One of the biggest stocks on the market suffered its biggest decline in 30 years.
Unheard of, 3M’s decline of 13% was enough to knock the Dow Jones down 180 points at open.
All after a very disappointing start to the year for the economic bellwether.
Revenue came in at $7.86 billion, which is down from $8.28 billion year over year. That also missed analyst expectations for $8.02 billion. Its outlook didn’t help much either. It’s now expecting EPS of between $9.25 and $9.75 a share. That’s down from previous guidance of between $10.45 and $10.90 a share.
Then, it announced it would lay of 2,000 workers to focus on restructuring efforts.

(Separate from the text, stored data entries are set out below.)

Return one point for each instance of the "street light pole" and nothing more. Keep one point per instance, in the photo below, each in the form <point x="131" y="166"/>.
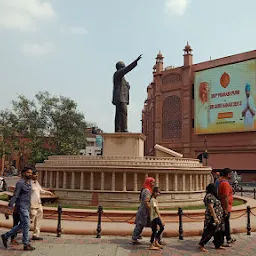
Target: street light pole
<point x="205" y="151"/>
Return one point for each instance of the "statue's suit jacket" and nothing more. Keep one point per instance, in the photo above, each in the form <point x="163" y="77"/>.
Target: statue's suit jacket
<point x="121" y="86"/>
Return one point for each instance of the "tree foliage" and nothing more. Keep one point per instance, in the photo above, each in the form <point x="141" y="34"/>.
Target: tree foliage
<point x="50" y="125"/>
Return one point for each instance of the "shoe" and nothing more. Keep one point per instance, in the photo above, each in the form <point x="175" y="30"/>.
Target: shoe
<point x="231" y="241"/>
<point x="4" y="240"/>
<point x="202" y="248"/>
<point x="28" y="248"/>
<point x="161" y="242"/>
<point x="37" y="238"/>
<point x="156" y="244"/>
<point x="135" y="242"/>
<point x="14" y="242"/>
<point x="152" y="247"/>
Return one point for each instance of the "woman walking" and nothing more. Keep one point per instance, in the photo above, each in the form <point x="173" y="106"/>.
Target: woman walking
<point x="214" y="222"/>
<point x="142" y="216"/>
<point x="156" y="221"/>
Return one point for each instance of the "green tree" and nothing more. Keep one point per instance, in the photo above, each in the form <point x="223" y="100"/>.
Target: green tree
<point x="8" y="138"/>
<point x="51" y="124"/>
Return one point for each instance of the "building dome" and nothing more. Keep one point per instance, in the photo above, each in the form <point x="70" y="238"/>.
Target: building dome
<point x="187" y="48"/>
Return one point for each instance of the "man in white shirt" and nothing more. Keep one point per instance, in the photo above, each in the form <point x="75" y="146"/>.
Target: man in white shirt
<point x="36" y="209"/>
<point x="248" y="109"/>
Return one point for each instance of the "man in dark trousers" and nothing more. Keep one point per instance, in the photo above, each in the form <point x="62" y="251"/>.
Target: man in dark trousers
<point x="21" y="199"/>
<point x="121" y="94"/>
<point x="225" y="194"/>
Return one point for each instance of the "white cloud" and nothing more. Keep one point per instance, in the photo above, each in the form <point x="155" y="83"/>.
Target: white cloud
<point x="77" y="31"/>
<point x="37" y="50"/>
<point x="24" y="14"/>
<point x="177" y="7"/>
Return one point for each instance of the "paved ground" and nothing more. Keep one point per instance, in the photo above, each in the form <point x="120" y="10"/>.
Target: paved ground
<point x="69" y="245"/>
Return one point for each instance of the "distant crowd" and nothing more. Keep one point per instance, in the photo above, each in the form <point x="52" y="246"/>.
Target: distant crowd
<point x="26" y="208"/>
<point x="218" y="202"/>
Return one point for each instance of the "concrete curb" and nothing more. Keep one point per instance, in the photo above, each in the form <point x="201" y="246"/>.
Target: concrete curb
<point x="118" y="232"/>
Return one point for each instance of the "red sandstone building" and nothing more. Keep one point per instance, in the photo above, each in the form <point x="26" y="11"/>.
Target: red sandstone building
<point x="169" y="116"/>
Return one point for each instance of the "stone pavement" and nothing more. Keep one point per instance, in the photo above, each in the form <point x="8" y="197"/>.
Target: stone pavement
<point x="69" y="245"/>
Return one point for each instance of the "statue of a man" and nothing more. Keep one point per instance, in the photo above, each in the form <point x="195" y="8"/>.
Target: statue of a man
<point x="121" y="94"/>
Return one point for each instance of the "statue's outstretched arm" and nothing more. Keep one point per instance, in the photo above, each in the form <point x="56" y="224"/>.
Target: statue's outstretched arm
<point x="130" y="67"/>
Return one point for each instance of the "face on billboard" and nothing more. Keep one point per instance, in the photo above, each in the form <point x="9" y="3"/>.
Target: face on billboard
<point x="225" y="98"/>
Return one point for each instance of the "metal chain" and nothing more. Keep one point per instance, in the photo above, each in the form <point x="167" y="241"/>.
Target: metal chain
<point x="118" y="220"/>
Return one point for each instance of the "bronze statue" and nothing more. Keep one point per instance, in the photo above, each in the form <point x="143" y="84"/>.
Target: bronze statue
<point x="121" y="94"/>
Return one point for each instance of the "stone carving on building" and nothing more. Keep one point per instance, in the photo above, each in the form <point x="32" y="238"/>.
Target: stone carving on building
<point x="171" y="78"/>
<point x="172" y="118"/>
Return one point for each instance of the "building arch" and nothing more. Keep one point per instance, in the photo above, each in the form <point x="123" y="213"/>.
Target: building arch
<point x="172" y="118"/>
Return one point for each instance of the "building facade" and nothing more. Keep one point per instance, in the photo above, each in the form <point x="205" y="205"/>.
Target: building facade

“We continued to face slowing conditions in key end markets which impacted both organic growth and margins, and our operational execution also fell short of the expectations we have for ourselves. As a result, we have stepped up additional actions – including restructuring – to drive productivity, reduce costs, and increase cash flow as we manage through challenges in some of our end markets,” said Mike Roman, 3M’s CEO.
Institutional Investors Lost a Bundle
Institutional investors lost a bundle on the drop, too. In fact, Vanguard owns $9.5 billion worth of the company’s stock. According to CCN, “Vanguard’s Admiral Shares index funds will suffer the greatest blow in real dollar terms. The Vanguard Total Stock Market Index Fund (VTSAX) retains $3.25 billion worth of 3M stock, or 2.7 percent of outstanding MMM shares. That accounts for roughly 1.5 percent of VTSAXs $213.56 billion in net assets.”
The bottom line today – IBM is not a great stock to own at the moment. However, once the storm clouds clear and sellers are out, it may be worth taking a second look.